Most of the food entering New York City comes through the Bronx Hunts Point Market, just blocks from the church—but virtually none of the fresh produce stays there. Much of the food the women found stocked in local markets was wilted, spoiled, even rancid. The chain stores made sure the best food went to affluent suburbs, where consumers would never accept the food dumped in poor neighborhoods. For years, this was business as usual, and no one challenged it. No one believed they had the capacity or power to challenge it.

The community organizer offered something brilliantly simple. She gave the women white jackets and buttons with the word inspector on them. The women marched into the market wearing their jackets and buttons. They began dumping rotten food into their shopping baskets. Soon there was a flurry of concern. “Who sent you? What kind of inspectors are you?”

The women had practiced what they would say. “My family sent me! I’m inspecting the quality of food here for my family. By the way, would you want to serve this rotten food to your family?”

The idea that mothers would rise up and challenge the unjust practices of these local markets was unheard of. They made it clear that the manager would be hearing a lot more from them if nothing was done. So something was done. The local markets they targeted cleaned up their act. Local children and adults were able to eat higher-quality food because of it, but the grocery store actions weren’t just about the taste of food. It was a taste of dignity, agency, and power. Of raising one’s voice and making it heard. These actions led to bigger ones and larger urban transformations, including the building of 1,000 low-income homes and a top-ranked public high school.

In an imperfect world, we need to use all the tools available. A food pantry has its place. (The church in the Bronx maintained one during the grocery store actions.) Advocacy can create real change. But both social service and advocacy have limitations.

I could have used my pastoral leadership in advocacy, writing a letter to the supermarket decision makers and following up with a phone call or a visit. It’s possible that by myself or with other clergy, we could have gotten these markets to do the right thing—which seems wonderful, except that the dehumanizing power dynamics would have remained unchanged. Advocacy would make me feel good that I had done something useful while at the same time leaving others to feel dependent on me.
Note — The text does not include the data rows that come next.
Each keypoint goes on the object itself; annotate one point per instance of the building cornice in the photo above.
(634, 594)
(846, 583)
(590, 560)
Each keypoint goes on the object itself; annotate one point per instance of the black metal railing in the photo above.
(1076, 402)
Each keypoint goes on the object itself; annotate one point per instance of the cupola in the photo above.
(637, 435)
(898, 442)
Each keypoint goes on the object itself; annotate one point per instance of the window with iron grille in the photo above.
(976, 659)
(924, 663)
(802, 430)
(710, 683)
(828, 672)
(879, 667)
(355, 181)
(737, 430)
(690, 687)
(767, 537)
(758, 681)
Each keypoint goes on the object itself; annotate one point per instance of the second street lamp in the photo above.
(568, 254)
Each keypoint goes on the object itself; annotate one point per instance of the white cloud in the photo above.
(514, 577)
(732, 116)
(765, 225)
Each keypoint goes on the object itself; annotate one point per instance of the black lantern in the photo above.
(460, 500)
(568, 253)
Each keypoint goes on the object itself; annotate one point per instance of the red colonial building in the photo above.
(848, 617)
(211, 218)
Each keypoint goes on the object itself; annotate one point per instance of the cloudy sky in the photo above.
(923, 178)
In a neighborhood where the only White people were police, firefighters, teachers, social workers, and clergy, my advocacy would have bolstered the status quo of White supremacy. Community organizing is one tool that allows churches to work on changing this.

Ruby wants to feed herself. She wants to speak for herself. Why would churches infantilize adults who deserve the same agency in their lives? A feast with everyone at the table awaits. 

Heidi Neumark

Heidi Neumark is a retired Lutheran minister and author of Sanctuary: Being Christian in the Wake of Trump.